24.1.07

denevi

ceremonia secreta (fragmento)
Atravesar la plaza le acarreó dos disgustos. El primero: aquella pareja. ¿Cómo es posible tener deseos de abrazarse y de besarse en una plaza, a las ocho de la mañana? Pasó frente a ese triste espectáculo haciendo como que no lo veía. Pero oyó. Oyó la risa de la mujer. La señorita Leonides apretó los labios. Arrastrada. Arrastrada. Arrastradarrastradarrastrada.
El segundo disgusto: los muchachones. No hay, en todo el universo de galaxias y nebulosas, nada tan temible como una horda de muchachones.

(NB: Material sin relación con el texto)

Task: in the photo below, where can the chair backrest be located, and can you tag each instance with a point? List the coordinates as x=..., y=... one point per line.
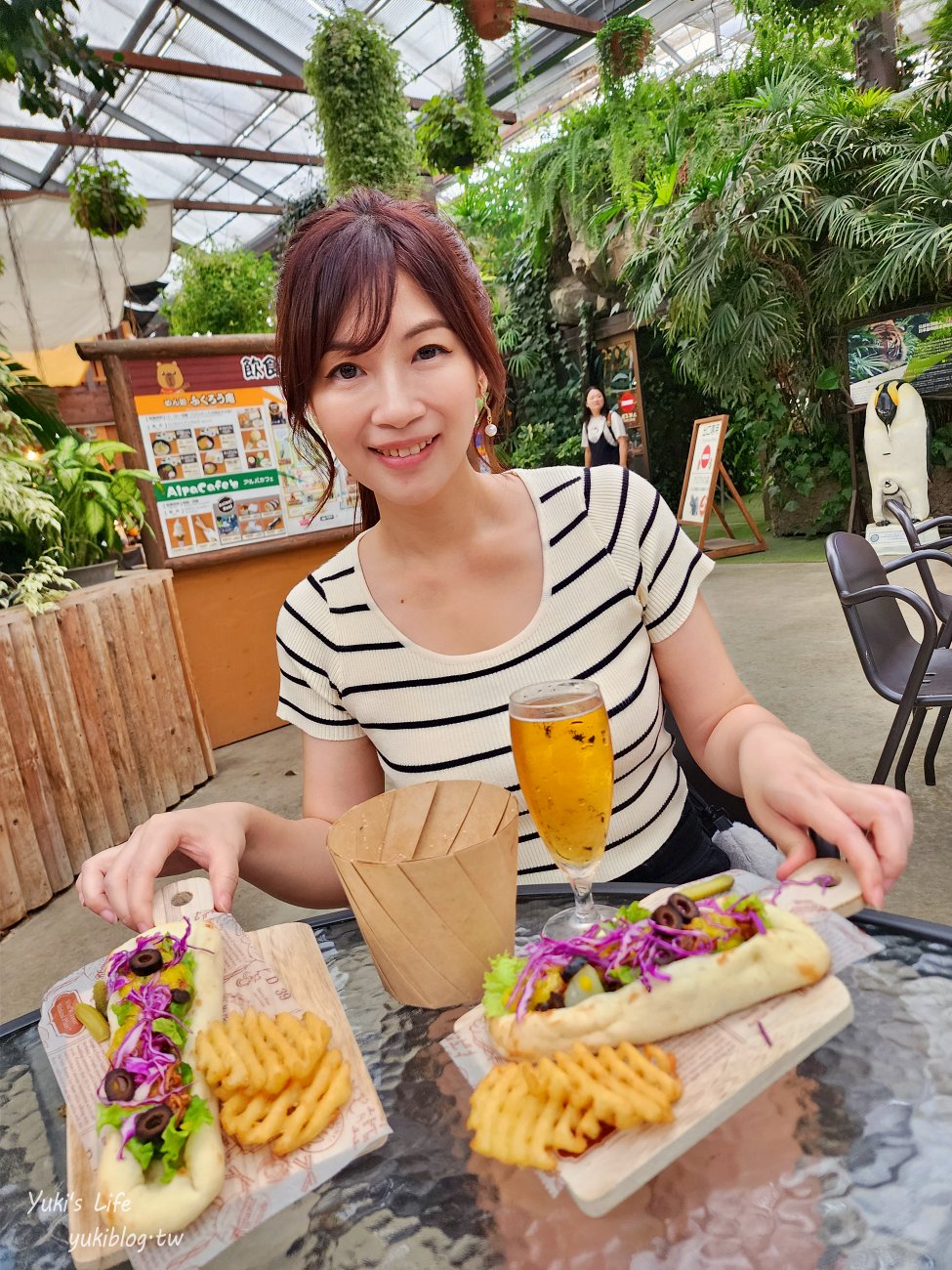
x=885, y=646
x=939, y=601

No se sabe cómo se forman, de dónde provienen, pero allí están más unidos que los bulbos de una raíz, enredados en un intrincamiento de palabrotas y ademanes obscenos, adheridos unos a otros hasta formar una sola masa coralígena. Mírenlos. Se saludan a zarpazos. Casi no hablan. Se entienden con risitas, con guiños, con fórmulas en clave. Adoptan un aire sigiloso y taimado como si estuvieran tramando quién sabe qué complot. Y si una mujer pasa junto a ellos, todos la miran, ya torvamente, ya con arrogancia, como si le conocieran algún secreto y la amenazaran con divulgarlo. Pero nunca son más feroces que cuando están instalados en sus esquinas como en un aduar. Hay que ser mujer y atravesar ese campo minado para saber lo que es el ludibrio y el vejamen del sexo. Créanle a la señorita Leonides.